Create an autocorrect program

-2

1

People sometimes make spelling eorrors. A lto. Your challenge is to write a program that can take a string with certain spelling errors, such as the switching of I and E, and correct those mistakes. This has to be able to make changes to any combination of characters in any string, and fix the spelling errors. This is a , the winner will be chosen in three days. If I need to clarify any additional details, please do say, and I will add it to my challenge. Good luck!

Rules

  • You may read correctly-spelled words from a file.
  • You will read the string from standard input.
  • You need only correct basic spelling errors.
  • It's ok if your program makes a few errors.

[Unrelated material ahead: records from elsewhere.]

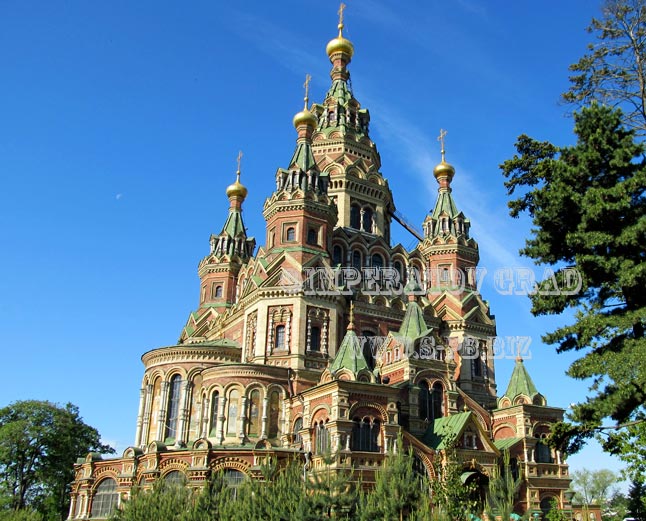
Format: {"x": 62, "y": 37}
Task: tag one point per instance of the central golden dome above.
{"x": 237, "y": 189}
{"x": 340, "y": 45}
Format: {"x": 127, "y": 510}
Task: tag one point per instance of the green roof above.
{"x": 506, "y": 443}
{"x": 413, "y": 326}
{"x": 443, "y": 431}
{"x": 303, "y": 157}
{"x": 520, "y": 383}
{"x": 350, "y": 355}
{"x": 234, "y": 227}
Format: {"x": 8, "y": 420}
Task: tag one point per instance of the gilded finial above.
{"x": 440, "y": 138}
{"x": 351, "y": 322}
{"x": 237, "y": 189}
{"x": 341, "y": 9}
{"x": 308, "y": 78}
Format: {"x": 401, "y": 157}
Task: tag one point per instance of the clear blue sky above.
{"x": 120, "y": 123}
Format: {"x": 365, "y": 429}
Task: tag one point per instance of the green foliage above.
{"x": 451, "y": 497}
{"x": 588, "y": 207}
{"x": 399, "y": 493}
{"x": 555, "y": 514}
{"x": 593, "y": 486}
{"x": 503, "y": 490}
{"x": 637, "y": 500}
{"x": 39, "y": 443}
{"x": 169, "y": 502}
{"x": 613, "y": 71}
{"x": 20, "y": 515}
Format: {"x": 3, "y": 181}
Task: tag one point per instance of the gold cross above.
{"x": 308, "y": 78}
{"x": 440, "y": 138}
{"x": 239, "y": 159}
{"x": 341, "y": 9}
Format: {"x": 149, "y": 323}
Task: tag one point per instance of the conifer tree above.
{"x": 588, "y": 207}
{"x": 399, "y": 492}
{"x": 503, "y": 490}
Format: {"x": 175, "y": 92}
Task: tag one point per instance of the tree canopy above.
{"x": 39, "y": 444}
{"x": 588, "y": 208}
{"x": 613, "y": 72}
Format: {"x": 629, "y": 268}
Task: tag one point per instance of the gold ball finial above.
{"x": 305, "y": 117}
{"x": 237, "y": 189}
{"x": 340, "y": 44}
{"x": 443, "y": 169}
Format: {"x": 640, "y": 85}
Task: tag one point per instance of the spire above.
{"x": 521, "y": 385}
{"x": 237, "y": 192}
{"x": 445, "y": 219}
{"x": 232, "y": 240}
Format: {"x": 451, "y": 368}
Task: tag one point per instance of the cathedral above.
{"x": 327, "y": 342}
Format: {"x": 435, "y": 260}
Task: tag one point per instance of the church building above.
{"x": 325, "y": 341}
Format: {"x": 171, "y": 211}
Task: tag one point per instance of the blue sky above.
{"x": 120, "y": 123}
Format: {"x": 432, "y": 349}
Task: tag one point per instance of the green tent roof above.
{"x": 520, "y": 383}
{"x": 443, "y": 431}
{"x": 413, "y": 326}
{"x": 350, "y": 355}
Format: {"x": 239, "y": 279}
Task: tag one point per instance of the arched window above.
{"x": 280, "y": 337}
{"x": 254, "y": 416}
{"x": 232, "y": 416}
{"x": 365, "y": 434}
{"x": 355, "y": 216}
{"x": 315, "y": 338}
{"x": 215, "y": 402}
{"x": 369, "y": 347}
{"x": 356, "y": 259}
{"x": 296, "y": 434}
{"x": 274, "y": 413}
{"x": 105, "y": 498}
{"x": 400, "y": 269}
{"x": 337, "y": 255}
{"x": 173, "y": 407}
{"x": 176, "y": 478}
{"x": 367, "y": 219}
{"x": 424, "y": 401}
{"x": 437, "y": 401}
{"x": 233, "y": 479}
{"x": 543, "y": 453}
{"x": 312, "y": 236}
{"x": 322, "y": 438}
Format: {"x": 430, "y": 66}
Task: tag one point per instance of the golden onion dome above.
{"x": 444, "y": 169}
{"x": 340, "y": 44}
{"x": 237, "y": 189}
{"x": 305, "y": 117}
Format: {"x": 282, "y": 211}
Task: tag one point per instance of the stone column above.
{"x": 242, "y": 418}
{"x": 161, "y": 416}
{"x": 219, "y": 428}
{"x": 265, "y": 411}
{"x": 147, "y": 416}
{"x": 184, "y": 406}
{"x": 140, "y": 415}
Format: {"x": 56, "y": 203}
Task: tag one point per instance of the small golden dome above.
{"x": 444, "y": 169}
{"x": 340, "y": 44}
{"x": 237, "y": 189}
{"x": 305, "y": 117}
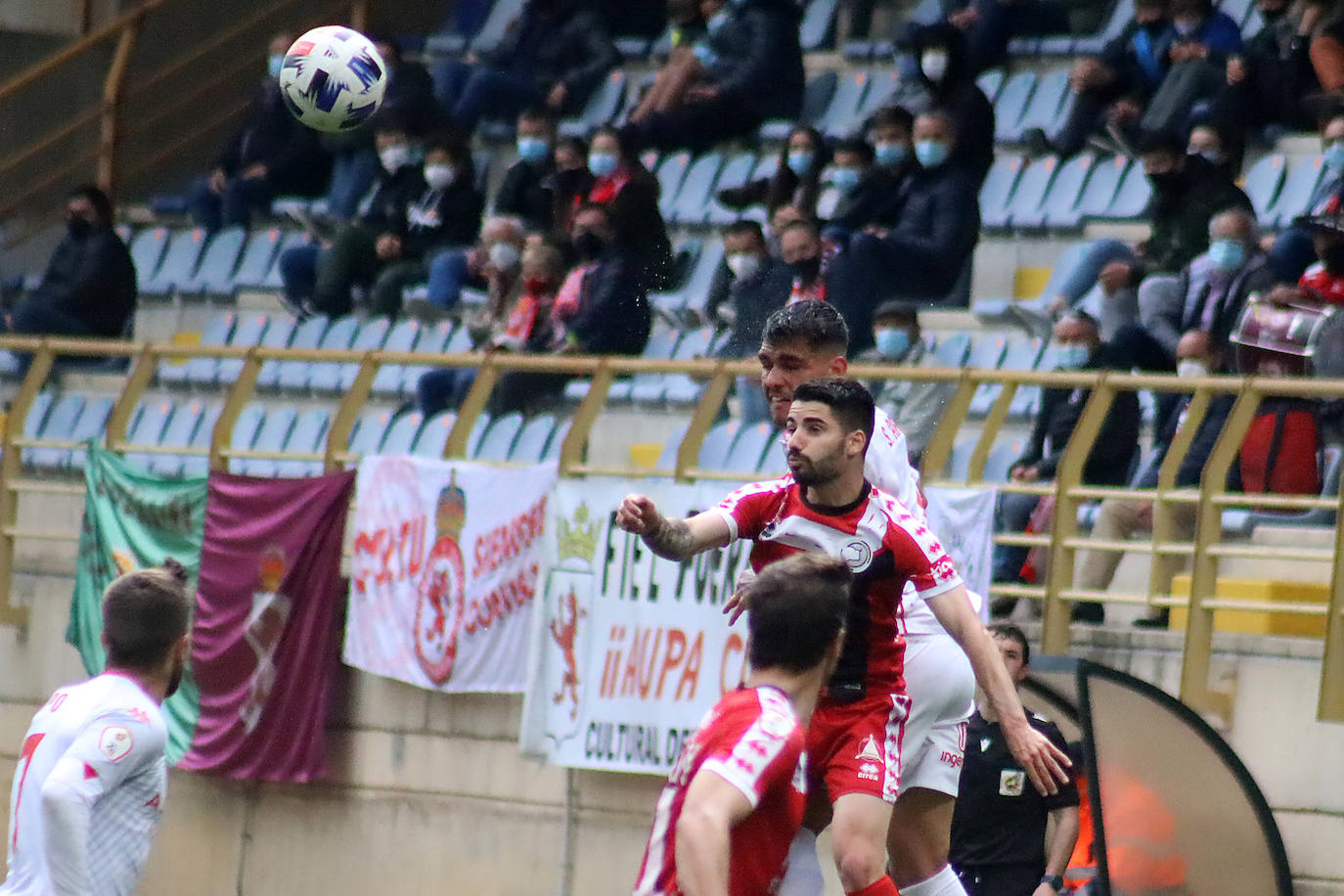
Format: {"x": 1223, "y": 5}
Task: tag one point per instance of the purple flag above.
{"x": 263, "y": 645}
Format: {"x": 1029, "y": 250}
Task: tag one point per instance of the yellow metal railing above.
{"x": 1207, "y": 548}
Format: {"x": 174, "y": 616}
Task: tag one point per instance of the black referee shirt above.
{"x": 1000, "y": 819}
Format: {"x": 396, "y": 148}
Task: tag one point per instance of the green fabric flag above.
{"x": 132, "y": 520}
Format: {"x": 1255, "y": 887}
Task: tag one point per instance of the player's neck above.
{"x": 801, "y": 690}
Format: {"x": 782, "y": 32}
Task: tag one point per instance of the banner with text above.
{"x": 446, "y": 563}
{"x": 628, "y": 650}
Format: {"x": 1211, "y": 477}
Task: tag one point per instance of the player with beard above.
{"x": 856, "y": 735}
{"x": 89, "y": 787}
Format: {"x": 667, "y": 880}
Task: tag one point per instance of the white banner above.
{"x": 448, "y": 559}
{"x": 629, "y": 649}
{"x": 963, "y": 521}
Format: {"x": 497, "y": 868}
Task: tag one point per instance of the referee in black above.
{"x": 1007, "y": 840}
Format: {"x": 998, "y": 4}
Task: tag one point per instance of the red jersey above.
{"x": 753, "y": 740}
{"x": 884, "y": 547}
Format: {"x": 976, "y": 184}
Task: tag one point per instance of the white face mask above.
{"x": 1188, "y": 368}
{"x": 439, "y": 176}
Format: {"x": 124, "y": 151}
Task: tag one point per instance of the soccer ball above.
{"x": 333, "y": 78}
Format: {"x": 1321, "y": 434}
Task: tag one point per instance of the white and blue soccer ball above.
{"x": 333, "y": 78}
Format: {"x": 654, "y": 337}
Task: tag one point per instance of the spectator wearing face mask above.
{"x": 528, "y": 190}
{"x": 1122, "y": 518}
{"x": 1077, "y": 347}
{"x": 1293, "y": 250}
{"x": 270, "y": 155}
{"x": 952, "y": 89}
{"x": 796, "y": 180}
{"x": 916, "y": 407}
{"x": 631, "y": 194}
{"x": 750, "y": 287}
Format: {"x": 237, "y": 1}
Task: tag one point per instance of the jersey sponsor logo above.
{"x": 1010, "y": 782}
{"x": 114, "y": 743}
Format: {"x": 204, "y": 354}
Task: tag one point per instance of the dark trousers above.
{"x": 1002, "y": 880}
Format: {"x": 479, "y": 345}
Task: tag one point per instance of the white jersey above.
{"x": 87, "y": 791}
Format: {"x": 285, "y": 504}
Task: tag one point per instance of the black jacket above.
{"x": 272, "y": 136}
{"x": 1114, "y": 448}
{"x": 557, "y": 43}
{"x": 528, "y": 194}
{"x": 92, "y": 278}
{"x": 613, "y": 316}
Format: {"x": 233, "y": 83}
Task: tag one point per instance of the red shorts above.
{"x": 855, "y": 747}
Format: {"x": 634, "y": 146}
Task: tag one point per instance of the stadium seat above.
{"x": 499, "y": 438}
{"x": 600, "y": 109}
{"x": 816, "y": 97}
{"x": 216, "y": 334}
{"x": 1026, "y": 209}
{"x": 1296, "y": 195}
{"x": 178, "y": 265}
{"x": 1012, "y": 104}
{"x": 1264, "y": 182}
{"x": 693, "y": 199}
{"x": 272, "y": 437}
{"x": 1132, "y": 197}
{"x": 306, "y": 437}
{"x": 399, "y": 338}
{"x": 996, "y": 193}
{"x": 734, "y": 173}
{"x": 179, "y": 432}
{"x": 214, "y": 274}
{"x": 57, "y": 425}
{"x": 305, "y": 335}
{"x": 147, "y": 251}
{"x": 1059, "y": 209}
{"x": 530, "y": 445}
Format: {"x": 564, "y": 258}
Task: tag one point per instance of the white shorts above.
{"x": 942, "y": 692}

DatEpicCoderGuyWhoPrograms

Posted 2014-07-09T21:05:36.030

Reputation: 362

Question was closed 2014-07-10T06:47:57.547

2Is it OK if we read correctly spelled words from a file? And are we reading from stdin? – golfer9338 – 2014-07-09T21:19:16.607

@golfer9338 Yes and yes. – DatEpicCoderGuyWhoPrograms – 2014-07-09T21:38:57.483

3Yes, there are some things which you need to clarify. What do you mean by "has to be able to make changes to any combination of characters in any string"? Which errors does it need to correct? What about overcorrection? What about other languages? – Peter Taylor – 2014-07-09T22:02:32.400

@PeterTaylor It needs to be able to fix basic spelling errors. Such as the swapping of I and E. Like misspelling their. It doesn't matter what language you make it in. In the case of overcorrecting, that's okay if it makes a few mistakes, even advanced autocorrect like the one on my iphone makes mistakes. – DatEpicCoderGuyWhoPrograms – 2014-07-09T22:07:00.827

1You need a set of production rules like "If you see this, it should be replaced with this." Making it a popularity contest is not an excuse for completely leaving out the details of the task you have asked us to do. Btw, golfer9338 added a neat idea: read correctly spelled words from a file. His edit was not perfect, but I approved it anyway because I think that his idea could salvage this challenge. – Rainbolt – 2014-07-11T02:01:34.497

It's still completely opaque what you mean by "has to be able to make changes to any combination of characters in any string". – Peter Taylor – 2014-07-11T10:29:47.803

Answers

3

for a real "good" correction, we need to know the set of words which are "reasonable". In a program editor, this depends on the word before the cursor. This may be either a class or variable name, or the name of the function to be called (some syntax awareness required here). In a general text editor, this would be a list of words from a dictionary.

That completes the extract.